Rutte went ahead with the apology even though some activist groups in the Netherlands and its former colonies had urged him to wait until July 1 of next year, the anniversary of the abolition of slavery 160 years ago. Activists consider next year the 150th anniversary because many enslaved people were forced to continue working in plantations for a decade after abolition.

“Why the rush?” Barryl Biekman, chair of the Netherlands-based National Platform for Slavery Past, asked before the prime minister's address. Some of the groups went to court last week in a failed attempt to block the speech.

Some even went to court last week in a failed attempt to block the speech. Rutte referred to the disagreement in his remarks Monday. “We know there is no one good moment for everybody, no right words for everybody, no right place for everybody,” he said.

He said the government would establish a fund for initiatives to help tackle the legacy of slavery in the Netherlands and its former colonies.

According to reports, the Dutch government is expected to allocate 200 million euros for various awareness projects and also has pledged to set up a slavery museum at a cost of 27 million euros.

The Dutch government previously expressed deep regret for the nation's historical role in slavery but stopped short of a formal apology, with Rutte once saying such a declaration could polarize society. However, a majority in parliament now supports an apology.

Rutte gave his speech at a time when many nations' brutal colonial histories have received critical scrutiny because of the Black Lives Matter movement and the police killing of George Floyd, a Black man, in the US city of Minneapolis on May 25, 2020.

The prime minister's address was a response to a report published last year by a government-appointed advisory board. Its recommendations included the government's apology and recognition that the slave trade and slavery from the 17th century until abolition "that happened directly or indirectly under Dutch authority were crimes against humanity.”

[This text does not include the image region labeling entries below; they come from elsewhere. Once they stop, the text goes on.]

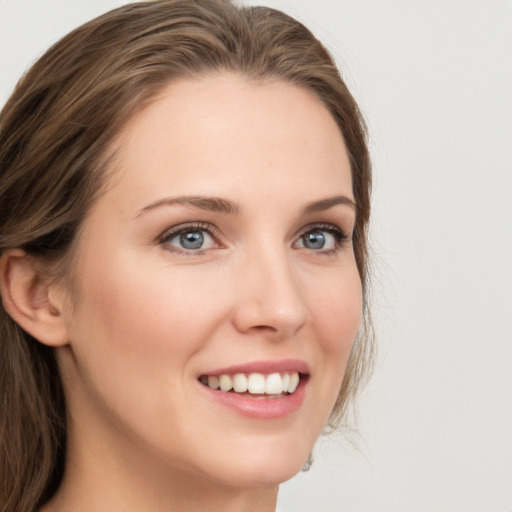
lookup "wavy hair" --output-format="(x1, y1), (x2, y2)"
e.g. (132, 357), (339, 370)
(0, 0), (372, 512)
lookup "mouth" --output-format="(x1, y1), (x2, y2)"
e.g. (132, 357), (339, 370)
(199, 371), (308, 399)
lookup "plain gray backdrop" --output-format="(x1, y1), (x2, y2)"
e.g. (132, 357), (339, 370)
(0, 0), (512, 512)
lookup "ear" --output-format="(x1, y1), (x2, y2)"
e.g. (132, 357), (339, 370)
(0, 249), (68, 347)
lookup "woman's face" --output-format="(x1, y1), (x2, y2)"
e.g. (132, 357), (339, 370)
(58, 74), (362, 487)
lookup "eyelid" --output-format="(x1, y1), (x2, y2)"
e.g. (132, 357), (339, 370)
(294, 222), (352, 251)
(157, 221), (223, 255)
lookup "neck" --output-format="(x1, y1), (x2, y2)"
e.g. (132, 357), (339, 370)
(41, 418), (278, 512)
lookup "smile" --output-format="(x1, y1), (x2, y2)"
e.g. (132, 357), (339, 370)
(199, 371), (301, 398)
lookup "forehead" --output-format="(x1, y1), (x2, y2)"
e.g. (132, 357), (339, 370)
(104, 73), (352, 212)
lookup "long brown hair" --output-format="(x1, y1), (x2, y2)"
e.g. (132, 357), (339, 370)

More than 600,000 people from Africa and Asia were trafficked by Dutch merchants between the 17th and 19th Centuries, the BBC reported. A Dutch Research Council study found 40 per cent of economic growth between 1738 and 1780 in the western province of Holland alone could be attributed to slavery, the publication reported.

The report said that what it called institutional racism in the Netherlands cannot be seen separately from centuries of slavery and colonialism and the ideas that have arisen in this context.

Dutch ministers fanned out Monday to discuss the issue in Suriname and former colonies that make up the Kingdom of the Netherlands Aruba, Curacao and Sint Maarten as well as three Caribbean islands that are officially special municipalities in the Netherlands, Bonaire, Sint Eustatius and Saba.

The government has said that the year starting July 1, 2023, will be a slavery memorial year in which the country will pause to reflect on this painful history. And how this history still plays a negative role in the lives of many today.

That was underscored earlier this month when an independent investigation found widespread racism at the Dutch Foreign Ministry and its diplomatic outposts around the world.

In Suriname, the small South American nation where Dutch plantation owners generated huge profits through the use of enslaved labour, activists and officials say they have not been asked for input, and that's a reflection of a Dutch colonial attitude. What's really needed, they say, is compensation.

“The Dutch first became involved in the trans-Atlantic slave trade in the late 1500s and became a major trader in the mid-1600s. Eventually, the Dutch West India Company became the largest trans-Atlantic slave trader, said Karwan Fatah-Black,” an expert in Dutch colonial history and an assistant professor at Leiden University.

Dutch cities, including the capital, Amsterdam, and port city Rotterdam already have issued apologies for the historic role of city fathers in the slave trade.

In 2018, Denmark apologized to Ghana, which it colonized from the mid-17th century to the mid-19th century. In June, King Philippe of Belgium expressed deepest regrets for abuses in Congo. In 1992, Pope John Paul II apologized for the church's role in slavery. Americans have had emotionally charged fights over taking down statues of slaveholders in the South.